Bei einem ihrer handverlesenen Europatermine erklärte Harvey, die seit zehn Jahren einen weiten Bogen um Österreich macht, ihr Werk bereits optisch. Die 1969 in Dorset geborene Sängerin widmet sich den Abgründen der Seele. Wie man sich live von Stücken wie „Dear Darkness“ aus dem einer noktambulen Geistermusik verschriebenen Album „White Chalk“ überzeugen durfte, hat das aber schon seine Richtigkeit. Zumindest in der Kunst gilt das Leid doch meistens als erheblich interessanter als die Unbeschwertheit. „Dear darkness, won't you cover, cover me again? Dear darkness, I've been your friend for many years ...“
In Bezug auf diese Gestimmtheit ist PJ Harvey die konsequenteste Vertreterin ihrer Zunft – zehn seit dem Jahr 1992 entstandene Alben künden davon.
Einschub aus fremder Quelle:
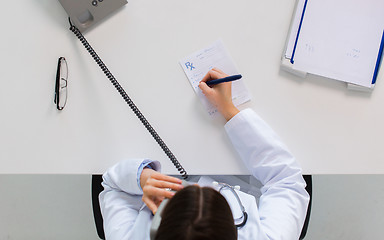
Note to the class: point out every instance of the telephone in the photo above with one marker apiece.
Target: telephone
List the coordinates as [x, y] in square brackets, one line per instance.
[82, 15]
[86, 13]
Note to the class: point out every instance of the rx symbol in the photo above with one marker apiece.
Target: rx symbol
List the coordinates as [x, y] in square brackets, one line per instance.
[189, 65]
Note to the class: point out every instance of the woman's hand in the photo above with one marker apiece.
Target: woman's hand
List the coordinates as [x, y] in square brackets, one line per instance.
[219, 95]
[154, 185]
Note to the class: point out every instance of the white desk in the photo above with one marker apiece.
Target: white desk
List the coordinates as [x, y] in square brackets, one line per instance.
[328, 128]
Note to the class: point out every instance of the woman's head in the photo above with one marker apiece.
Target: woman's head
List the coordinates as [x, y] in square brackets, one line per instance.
[197, 213]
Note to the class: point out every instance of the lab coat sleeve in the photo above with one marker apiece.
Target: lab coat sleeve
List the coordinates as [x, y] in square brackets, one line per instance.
[284, 200]
[120, 201]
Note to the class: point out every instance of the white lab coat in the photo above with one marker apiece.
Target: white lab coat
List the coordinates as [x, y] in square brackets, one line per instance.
[282, 205]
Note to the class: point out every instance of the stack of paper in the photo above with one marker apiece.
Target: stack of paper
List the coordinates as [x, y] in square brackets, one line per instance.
[338, 39]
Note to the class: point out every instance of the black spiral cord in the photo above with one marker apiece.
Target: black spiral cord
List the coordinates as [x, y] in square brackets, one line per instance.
[128, 100]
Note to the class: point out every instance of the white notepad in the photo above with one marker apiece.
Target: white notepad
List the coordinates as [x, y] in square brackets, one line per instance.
[197, 65]
[341, 39]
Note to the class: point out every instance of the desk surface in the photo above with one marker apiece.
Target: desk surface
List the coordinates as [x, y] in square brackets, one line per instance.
[329, 129]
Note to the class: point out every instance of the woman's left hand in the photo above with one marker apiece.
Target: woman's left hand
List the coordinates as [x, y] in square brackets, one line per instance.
[155, 185]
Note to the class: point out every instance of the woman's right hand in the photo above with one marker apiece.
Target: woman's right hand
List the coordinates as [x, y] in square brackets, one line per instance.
[155, 187]
[220, 95]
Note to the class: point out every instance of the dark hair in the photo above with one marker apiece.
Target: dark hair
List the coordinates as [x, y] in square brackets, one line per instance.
[197, 213]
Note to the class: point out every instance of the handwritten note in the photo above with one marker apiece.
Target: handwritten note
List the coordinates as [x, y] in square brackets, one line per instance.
[199, 63]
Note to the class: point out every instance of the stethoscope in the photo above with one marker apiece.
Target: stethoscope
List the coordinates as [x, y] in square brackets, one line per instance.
[232, 188]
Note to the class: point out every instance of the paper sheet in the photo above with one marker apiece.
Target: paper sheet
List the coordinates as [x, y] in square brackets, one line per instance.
[197, 65]
[341, 39]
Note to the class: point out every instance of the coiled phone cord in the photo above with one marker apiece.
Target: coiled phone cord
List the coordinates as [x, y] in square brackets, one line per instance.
[128, 100]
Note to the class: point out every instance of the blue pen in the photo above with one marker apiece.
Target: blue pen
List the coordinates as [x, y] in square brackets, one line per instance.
[226, 79]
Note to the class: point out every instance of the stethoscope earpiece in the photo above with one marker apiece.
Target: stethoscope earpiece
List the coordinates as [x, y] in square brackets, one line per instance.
[233, 188]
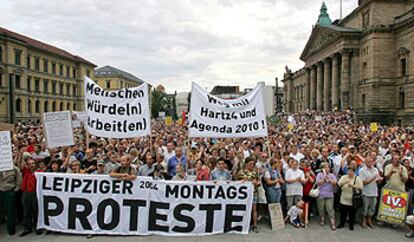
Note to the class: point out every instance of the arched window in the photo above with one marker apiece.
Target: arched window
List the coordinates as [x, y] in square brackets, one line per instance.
[37, 106]
[18, 105]
[46, 107]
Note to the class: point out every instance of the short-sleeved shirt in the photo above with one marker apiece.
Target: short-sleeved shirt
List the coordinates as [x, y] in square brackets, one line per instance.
[371, 189]
[326, 190]
[129, 170]
[347, 191]
[294, 188]
[247, 175]
[395, 181]
[145, 170]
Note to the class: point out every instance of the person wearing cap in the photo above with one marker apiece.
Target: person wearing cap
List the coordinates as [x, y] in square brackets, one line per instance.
[100, 168]
[396, 174]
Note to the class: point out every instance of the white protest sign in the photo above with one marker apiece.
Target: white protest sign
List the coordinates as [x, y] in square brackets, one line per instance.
[58, 129]
[6, 154]
[99, 204]
[78, 118]
[221, 118]
[117, 114]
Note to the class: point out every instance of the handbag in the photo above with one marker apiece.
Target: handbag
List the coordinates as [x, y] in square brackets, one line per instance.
[314, 192]
[356, 197]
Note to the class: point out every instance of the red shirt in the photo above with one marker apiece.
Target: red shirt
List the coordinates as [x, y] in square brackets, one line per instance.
[29, 181]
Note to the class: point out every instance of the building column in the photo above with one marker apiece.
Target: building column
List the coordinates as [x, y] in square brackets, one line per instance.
[345, 80]
[312, 92]
[319, 87]
[307, 89]
[335, 82]
[327, 85]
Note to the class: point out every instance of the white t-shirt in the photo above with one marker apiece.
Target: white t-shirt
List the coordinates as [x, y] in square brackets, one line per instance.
[294, 188]
[299, 156]
[371, 189]
[168, 155]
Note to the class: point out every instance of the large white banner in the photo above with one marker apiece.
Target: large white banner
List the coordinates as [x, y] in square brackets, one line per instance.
[117, 114]
[211, 116]
[6, 153]
[98, 204]
[78, 118]
[58, 129]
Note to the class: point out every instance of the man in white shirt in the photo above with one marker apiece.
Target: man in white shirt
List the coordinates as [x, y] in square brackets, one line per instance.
[370, 176]
[295, 178]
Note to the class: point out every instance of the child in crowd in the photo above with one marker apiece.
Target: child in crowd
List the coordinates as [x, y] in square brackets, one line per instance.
[296, 215]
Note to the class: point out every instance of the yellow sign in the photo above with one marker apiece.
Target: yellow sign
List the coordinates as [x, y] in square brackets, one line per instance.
[374, 127]
[168, 120]
[393, 206]
[179, 121]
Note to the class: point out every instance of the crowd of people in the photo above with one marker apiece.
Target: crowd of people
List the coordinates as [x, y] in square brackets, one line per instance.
[326, 160]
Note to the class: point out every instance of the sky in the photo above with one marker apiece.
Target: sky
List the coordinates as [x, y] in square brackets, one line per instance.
[176, 42]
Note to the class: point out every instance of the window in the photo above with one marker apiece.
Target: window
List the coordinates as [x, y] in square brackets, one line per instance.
[28, 61]
[54, 87]
[37, 64]
[17, 82]
[45, 86]
[46, 106]
[29, 105]
[29, 80]
[403, 67]
[17, 55]
[18, 105]
[45, 65]
[37, 84]
[37, 106]
[402, 100]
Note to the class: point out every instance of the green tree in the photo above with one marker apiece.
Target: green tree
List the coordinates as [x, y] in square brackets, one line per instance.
[158, 102]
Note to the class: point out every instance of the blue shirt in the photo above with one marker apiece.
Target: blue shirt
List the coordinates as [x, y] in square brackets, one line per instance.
[172, 164]
[220, 175]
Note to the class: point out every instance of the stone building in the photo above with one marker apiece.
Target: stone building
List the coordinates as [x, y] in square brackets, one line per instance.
[364, 62]
[111, 78]
[36, 77]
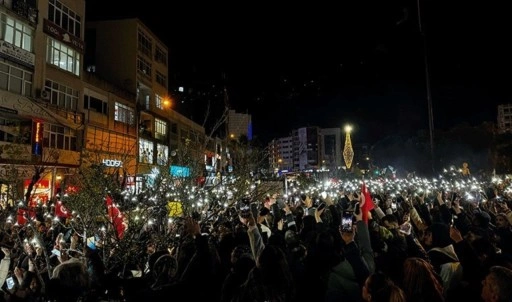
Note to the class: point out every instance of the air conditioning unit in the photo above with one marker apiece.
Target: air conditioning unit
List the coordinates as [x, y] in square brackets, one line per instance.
[45, 95]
Zuletzt aber stellte die Frau, die Nick Cave nach einer Kurzzeitbeziehung zum balladistischen Romanzendichter verwandelte, ihre Seelenschau aber in einen größeren Zusammenhang. Auf „Let England Shake“ widmete sich die Sängerin den Themen Krieg und Gewalt am Beispiel ihrer britischen Heimat. Von der Schlacht von Gallipoli bis hin zum Engagement ihres Landes in Afghanistan und im Irak reicht der Bogen, von dem Harvey wie aus den Kriegstagebüchern erzählt. Dabei entstanden keine Protestsongs, sondern poetische wie gleichermaßen beklemmende Lieder, die nicht missionieren wollen. Zu weiten Teilen in einer alten Kirche live eingespielt, arbeitete Harvey mit ihrer Band bereits bei den Aufnahmen mit dem Blick auf die Bühne. Entsprechend klug, entsprechend dicht klangen die Ergebnisse nun auch in Frankfurt.
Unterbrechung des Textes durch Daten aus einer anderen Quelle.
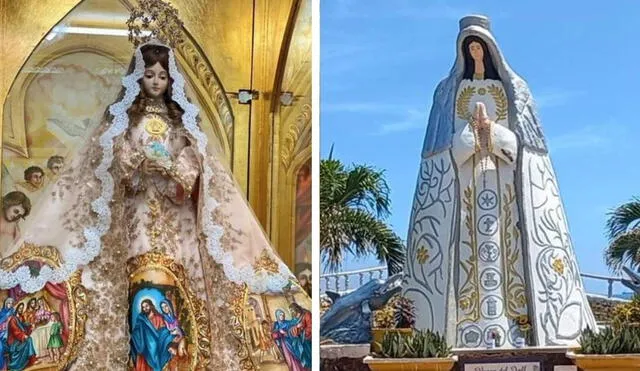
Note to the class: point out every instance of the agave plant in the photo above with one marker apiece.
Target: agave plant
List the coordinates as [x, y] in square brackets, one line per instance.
[418, 344]
[625, 340]
[405, 313]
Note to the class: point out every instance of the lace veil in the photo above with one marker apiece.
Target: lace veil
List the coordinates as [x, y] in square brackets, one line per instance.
[76, 214]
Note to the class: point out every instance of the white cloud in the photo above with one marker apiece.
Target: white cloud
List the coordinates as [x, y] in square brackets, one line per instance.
[439, 10]
[364, 107]
[588, 137]
[556, 97]
[413, 119]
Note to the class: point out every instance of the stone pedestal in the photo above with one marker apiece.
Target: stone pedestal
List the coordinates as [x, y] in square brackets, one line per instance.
[343, 357]
[547, 357]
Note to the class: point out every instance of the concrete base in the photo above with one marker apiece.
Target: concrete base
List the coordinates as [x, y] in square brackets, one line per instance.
[343, 357]
[547, 356]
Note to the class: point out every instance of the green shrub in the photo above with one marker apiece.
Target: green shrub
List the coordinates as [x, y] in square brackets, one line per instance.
[405, 316]
[625, 340]
[417, 344]
[627, 314]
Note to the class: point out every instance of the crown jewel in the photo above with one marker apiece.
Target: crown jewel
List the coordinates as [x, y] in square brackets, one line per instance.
[154, 20]
[475, 20]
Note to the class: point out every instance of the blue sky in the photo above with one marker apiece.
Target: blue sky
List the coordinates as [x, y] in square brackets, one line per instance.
[381, 60]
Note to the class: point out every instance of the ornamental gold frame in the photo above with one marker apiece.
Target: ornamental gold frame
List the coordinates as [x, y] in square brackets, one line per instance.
[199, 318]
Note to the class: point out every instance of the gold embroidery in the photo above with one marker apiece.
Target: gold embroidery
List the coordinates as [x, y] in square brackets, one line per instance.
[265, 263]
[423, 255]
[199, 324]
[513, 288]
[239, 298]
[154, 227]
[156, 126]
[558, 266]
[470, 291]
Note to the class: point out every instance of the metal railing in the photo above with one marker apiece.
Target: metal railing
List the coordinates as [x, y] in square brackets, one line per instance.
[343, 282]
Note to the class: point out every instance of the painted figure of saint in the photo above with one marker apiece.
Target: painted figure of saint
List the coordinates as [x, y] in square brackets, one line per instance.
[489, 251]
[34, 181]
[15, 207]
[55, 343]
[173, 325]
[151, 339]
[151, 187]
[20, 350]
[54, 167]
[289, 345]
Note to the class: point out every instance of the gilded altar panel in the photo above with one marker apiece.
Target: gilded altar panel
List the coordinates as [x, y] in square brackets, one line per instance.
[291, 212]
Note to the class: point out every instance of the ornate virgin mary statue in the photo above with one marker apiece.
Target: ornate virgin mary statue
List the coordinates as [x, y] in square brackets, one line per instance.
[489, 254]
[145, 247]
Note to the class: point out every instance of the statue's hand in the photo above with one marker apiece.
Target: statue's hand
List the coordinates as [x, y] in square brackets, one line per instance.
[481, 117]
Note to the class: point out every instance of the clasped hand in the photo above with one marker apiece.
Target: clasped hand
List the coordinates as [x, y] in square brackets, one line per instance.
[481, 117]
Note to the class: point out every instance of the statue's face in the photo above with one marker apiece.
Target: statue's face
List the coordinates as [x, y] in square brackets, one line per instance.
[13, 213]
[476, 51]
[36, 179]
[155, 81]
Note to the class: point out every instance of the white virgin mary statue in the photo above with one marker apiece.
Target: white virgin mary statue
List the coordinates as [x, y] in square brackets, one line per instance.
[489, 257]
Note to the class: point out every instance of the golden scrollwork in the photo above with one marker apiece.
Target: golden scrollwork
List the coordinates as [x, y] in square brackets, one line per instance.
[469, 290]
[159, 18]
[238, 323]
[423, 255]
[76, 294]
[513, 289]
[200, 327]
[496, 92]
[298, 137]
[266, 263]
[558, 266]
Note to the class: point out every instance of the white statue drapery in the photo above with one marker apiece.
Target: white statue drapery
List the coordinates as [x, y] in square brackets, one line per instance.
[488, 234]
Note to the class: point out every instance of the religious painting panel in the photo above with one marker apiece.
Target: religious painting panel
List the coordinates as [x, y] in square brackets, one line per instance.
[168, 324]
[303, 227]
[41, 330]
[276, 330]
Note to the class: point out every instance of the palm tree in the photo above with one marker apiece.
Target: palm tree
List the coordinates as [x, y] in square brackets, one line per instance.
[354, 204]
[624, 236]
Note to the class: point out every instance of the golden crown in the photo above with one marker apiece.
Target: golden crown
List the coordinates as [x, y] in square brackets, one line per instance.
[155, 19]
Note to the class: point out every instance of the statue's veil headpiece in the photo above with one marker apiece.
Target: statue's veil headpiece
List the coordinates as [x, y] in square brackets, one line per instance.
[246, 256]
[522, 113]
Gemeinsam mit dem ehemals als Bad Seed auch für Nick Cave entscheidenden Mick Harvey, ihrem Seelenverwandten John Parish sowie Jean-Marc Butty am (Beserl-)Schlagzeug begeisterte die Musikerin knapp neunzig Minuten lang mit folkinfizierten Songs, aus denen zur Schlacht blasende Waldhörner ebenso hervorstachen wie PJ Harveys Spiel an der Autoharp. Harvey, die sich konsequent stets ihrer aktuellen Schaffensphase verpflichtet, verzichtete auf alte Hits und spielte ihre aktuelle Arbeit zur Gänze. Vom lyrischen „Hanging In The Wire“ über das polternde „Bitter Branches“ bis hin zum Lumpen-Rock von Göttersongs wie „The Words That Maketh Murder“ oder „The Last Living Rose“ und dessen welker Verwesungslyrik.
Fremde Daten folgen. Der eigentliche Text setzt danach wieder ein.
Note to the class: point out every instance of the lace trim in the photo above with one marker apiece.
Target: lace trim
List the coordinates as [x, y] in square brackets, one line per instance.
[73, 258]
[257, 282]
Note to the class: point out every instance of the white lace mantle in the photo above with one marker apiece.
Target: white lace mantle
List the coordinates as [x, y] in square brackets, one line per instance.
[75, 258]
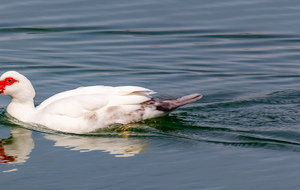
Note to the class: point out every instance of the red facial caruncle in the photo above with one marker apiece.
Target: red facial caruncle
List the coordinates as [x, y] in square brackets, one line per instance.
[6, 82]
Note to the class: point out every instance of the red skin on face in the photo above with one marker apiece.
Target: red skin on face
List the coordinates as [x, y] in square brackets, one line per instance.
[6, 82]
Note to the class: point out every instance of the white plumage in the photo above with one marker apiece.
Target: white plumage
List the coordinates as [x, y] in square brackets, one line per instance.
[85, 109]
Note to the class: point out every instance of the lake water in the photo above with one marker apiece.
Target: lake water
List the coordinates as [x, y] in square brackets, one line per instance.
[243, 56]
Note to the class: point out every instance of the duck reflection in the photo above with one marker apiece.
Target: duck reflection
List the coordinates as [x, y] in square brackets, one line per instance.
[119, 147]
[17, 147]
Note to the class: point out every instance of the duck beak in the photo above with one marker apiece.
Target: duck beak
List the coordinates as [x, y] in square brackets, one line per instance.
[2, 86]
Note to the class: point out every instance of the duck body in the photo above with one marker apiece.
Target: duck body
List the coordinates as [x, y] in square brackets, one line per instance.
[85, 109]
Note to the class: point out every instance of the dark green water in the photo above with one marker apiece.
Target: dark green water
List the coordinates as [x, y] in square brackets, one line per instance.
[243, 56]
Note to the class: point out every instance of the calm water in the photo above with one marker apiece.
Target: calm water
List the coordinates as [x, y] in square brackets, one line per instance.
[242, 55]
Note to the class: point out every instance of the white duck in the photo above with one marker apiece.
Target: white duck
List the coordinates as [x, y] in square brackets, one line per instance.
[85, 109]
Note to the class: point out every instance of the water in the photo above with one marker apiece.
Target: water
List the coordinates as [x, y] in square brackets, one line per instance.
[242, 56]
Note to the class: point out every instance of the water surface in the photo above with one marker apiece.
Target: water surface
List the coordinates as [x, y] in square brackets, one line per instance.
[242, 56]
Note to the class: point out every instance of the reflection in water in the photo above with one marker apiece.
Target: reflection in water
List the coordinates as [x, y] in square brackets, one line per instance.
[120, 147]
[17, 147]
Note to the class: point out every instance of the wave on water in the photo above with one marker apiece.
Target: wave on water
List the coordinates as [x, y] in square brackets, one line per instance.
[260, 121]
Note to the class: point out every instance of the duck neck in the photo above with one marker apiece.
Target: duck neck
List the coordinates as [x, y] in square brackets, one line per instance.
[21, 110]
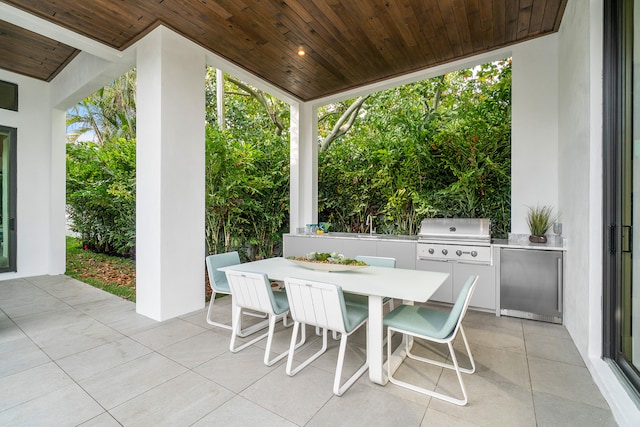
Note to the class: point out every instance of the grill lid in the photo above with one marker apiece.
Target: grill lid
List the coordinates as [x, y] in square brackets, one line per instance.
[455, 229]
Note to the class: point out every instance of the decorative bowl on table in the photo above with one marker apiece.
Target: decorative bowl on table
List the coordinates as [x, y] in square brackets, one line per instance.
[327, 262]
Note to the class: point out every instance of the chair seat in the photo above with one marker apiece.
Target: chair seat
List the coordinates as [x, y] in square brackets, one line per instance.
[281, 303]
[420, 320]
[355, 315]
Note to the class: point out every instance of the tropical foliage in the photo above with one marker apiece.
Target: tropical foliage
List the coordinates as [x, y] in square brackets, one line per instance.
[439, 147]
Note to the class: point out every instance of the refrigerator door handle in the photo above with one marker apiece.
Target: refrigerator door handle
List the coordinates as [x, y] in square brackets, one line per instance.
[560, 284]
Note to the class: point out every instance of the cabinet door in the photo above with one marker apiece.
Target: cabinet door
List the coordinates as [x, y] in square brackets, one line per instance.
[403, 252]
[485, 294]
[445, 291]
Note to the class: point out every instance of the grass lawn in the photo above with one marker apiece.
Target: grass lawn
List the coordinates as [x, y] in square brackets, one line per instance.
[112, 274]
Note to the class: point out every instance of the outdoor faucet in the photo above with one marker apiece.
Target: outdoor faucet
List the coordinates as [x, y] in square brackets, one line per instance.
[369, 224]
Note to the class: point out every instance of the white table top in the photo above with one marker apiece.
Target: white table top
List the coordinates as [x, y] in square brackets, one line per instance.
[411, 285]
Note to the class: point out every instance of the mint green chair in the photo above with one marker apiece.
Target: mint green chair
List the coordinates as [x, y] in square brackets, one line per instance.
[436, 326]
[219, 285]
[253, 291]
[322, 305]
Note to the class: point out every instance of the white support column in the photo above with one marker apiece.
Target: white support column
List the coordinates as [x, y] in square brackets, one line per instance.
[220, 97]
[170, 244]
[303, 190]
[57, 183]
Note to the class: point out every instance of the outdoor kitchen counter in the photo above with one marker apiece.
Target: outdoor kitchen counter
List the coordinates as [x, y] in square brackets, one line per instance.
[521, 241]
[360, 236]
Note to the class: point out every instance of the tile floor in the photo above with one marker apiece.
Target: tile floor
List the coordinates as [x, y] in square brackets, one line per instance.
[72, 355]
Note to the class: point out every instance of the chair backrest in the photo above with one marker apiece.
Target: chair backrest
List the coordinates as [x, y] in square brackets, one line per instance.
[459, 309]
[217, 279]
[252, 291]
[317, 304]
[378, 261]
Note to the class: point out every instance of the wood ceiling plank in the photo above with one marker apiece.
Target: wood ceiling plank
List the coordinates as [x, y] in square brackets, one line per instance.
[475, 26]
[349, 43]
[524, 19]
[494, 18]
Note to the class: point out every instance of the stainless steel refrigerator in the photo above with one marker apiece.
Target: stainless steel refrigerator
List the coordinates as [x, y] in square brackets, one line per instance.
[531, 284]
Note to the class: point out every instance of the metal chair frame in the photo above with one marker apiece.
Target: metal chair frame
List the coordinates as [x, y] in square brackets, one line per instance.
[463, 299]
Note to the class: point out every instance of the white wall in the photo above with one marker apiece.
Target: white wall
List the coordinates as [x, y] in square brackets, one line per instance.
[170, 172]
[534, 133]
[35, 179]
[580, 194]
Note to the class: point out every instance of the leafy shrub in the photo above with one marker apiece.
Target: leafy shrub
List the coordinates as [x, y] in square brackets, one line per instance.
[101, 201]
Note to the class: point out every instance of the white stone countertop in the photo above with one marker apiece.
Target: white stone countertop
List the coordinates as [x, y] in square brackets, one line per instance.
[521, 241]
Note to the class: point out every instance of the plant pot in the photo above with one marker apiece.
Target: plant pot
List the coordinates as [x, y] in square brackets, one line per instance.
[538, 239]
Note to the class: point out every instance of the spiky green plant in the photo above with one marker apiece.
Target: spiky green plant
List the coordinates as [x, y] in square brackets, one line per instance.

Eins mit sich selbst und ihrer Kunst interagierte PJ nicht mit dem Publikum und beschränkte ihre vielschichtige und tatsächlich als Instrument verwendete Stimme auf den Gesang, der mit Mick Harveys dunklem Bariton bestens harmonierte. Lose eingestreute ältere Songs kündeten bisweilen bei erheblichem Gänsehautfaktor von Kindesmord („Down By The Water“), einsamen Huren und ihren auf immer unerfüllbaren Sehnsüchten („Angelene“) und dem Teufel auf Wanderschaft durch die Seelen seiner Opfer („The Devil“).
Das war so erschütternd, dass selbst PJ Harvey am Ende kurz lächeln musste. Chapeau!